夕暮れに沈む長い回廊を…ボクと一慶は、全速力で駆け抜けた。何故か手は繋がれたまま、まるで引き摺られる様に暗がりを突っ走る。

 そうして辿り着いたのは、本堂の最深部…『奥の院』と呼ばれる小部屋だった。窓は無く、内装の全てが白木と漆喰とで造られている。

 甲本家が代々守っている秘仏や秘宝の類が納められた、特別な部屋だ。いつもなら、厳重に鍵が掛けられている筈なのだが…。

「い…っ、いいの??勝手に…入って?」

 弾む息の下、やや過呼吸気味で訊ねると、一慶は鼻白んだ様にボクを見下ろして言った。

「良くない。親父にバレたら半殺しだ。」

半殺し──!?
いや。流石に、そこまで鬼畜じゃないだろう。
彼特有の冗談はともかくとして、だ。

これだけ走ったのに、全く息が上がっていない一慶の持久力には、つくづく驚かされる。汗一つ掻いていない。
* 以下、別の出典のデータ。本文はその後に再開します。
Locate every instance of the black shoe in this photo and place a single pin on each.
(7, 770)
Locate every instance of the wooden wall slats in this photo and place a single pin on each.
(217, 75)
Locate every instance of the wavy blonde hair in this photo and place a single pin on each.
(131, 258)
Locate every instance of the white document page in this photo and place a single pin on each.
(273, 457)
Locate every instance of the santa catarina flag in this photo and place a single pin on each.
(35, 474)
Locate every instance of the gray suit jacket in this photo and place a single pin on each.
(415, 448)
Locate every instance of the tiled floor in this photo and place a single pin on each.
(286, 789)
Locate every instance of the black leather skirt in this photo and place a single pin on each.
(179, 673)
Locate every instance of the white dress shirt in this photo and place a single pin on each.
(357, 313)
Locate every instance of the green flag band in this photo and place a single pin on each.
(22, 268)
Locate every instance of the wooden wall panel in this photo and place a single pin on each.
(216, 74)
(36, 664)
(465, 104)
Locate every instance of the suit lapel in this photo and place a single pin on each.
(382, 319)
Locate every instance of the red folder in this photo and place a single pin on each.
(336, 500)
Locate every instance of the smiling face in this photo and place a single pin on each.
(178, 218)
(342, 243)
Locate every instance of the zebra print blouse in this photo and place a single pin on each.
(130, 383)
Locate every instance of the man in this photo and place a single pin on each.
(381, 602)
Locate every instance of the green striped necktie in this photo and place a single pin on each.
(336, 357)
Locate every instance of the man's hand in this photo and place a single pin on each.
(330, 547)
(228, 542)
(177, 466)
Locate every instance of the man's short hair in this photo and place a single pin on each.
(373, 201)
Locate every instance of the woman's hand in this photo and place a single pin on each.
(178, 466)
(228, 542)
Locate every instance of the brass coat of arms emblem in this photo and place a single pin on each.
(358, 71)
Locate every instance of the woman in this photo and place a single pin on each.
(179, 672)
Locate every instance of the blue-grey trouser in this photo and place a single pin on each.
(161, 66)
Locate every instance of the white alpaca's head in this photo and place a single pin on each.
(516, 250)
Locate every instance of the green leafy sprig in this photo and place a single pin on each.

 対して。なかなか呼吸が整わないボクは、息も絶え絶えに訊ねた。

「な…なんで、こんな所に…入っ、ちゃったの?怒、られる…おっちゃんに…」

「なんでって、お前…あの状況下で、あれこれ考えている余裕があると思うか?」

 そうか。流石の一慶も、ギリギリの逃亡劇だったわけだ。──それにしても、である。

「何、さっきのアレ。生霊って?」

「あれか?特に意味は無い。奴等の気を逸らす為に言ったデマかせだ。」

「……」

「遥は今、爺の呪いに掛かっている。鍵爺の影をチラ付かせれば、必然的にああなる。ちょろいもんだ。」

「…………。」

ボクは、半眼を眇めて言い放った。

「一慶の意地悪。」
「あぁ、良く言われる。」

 いや、そこで肯定されても──。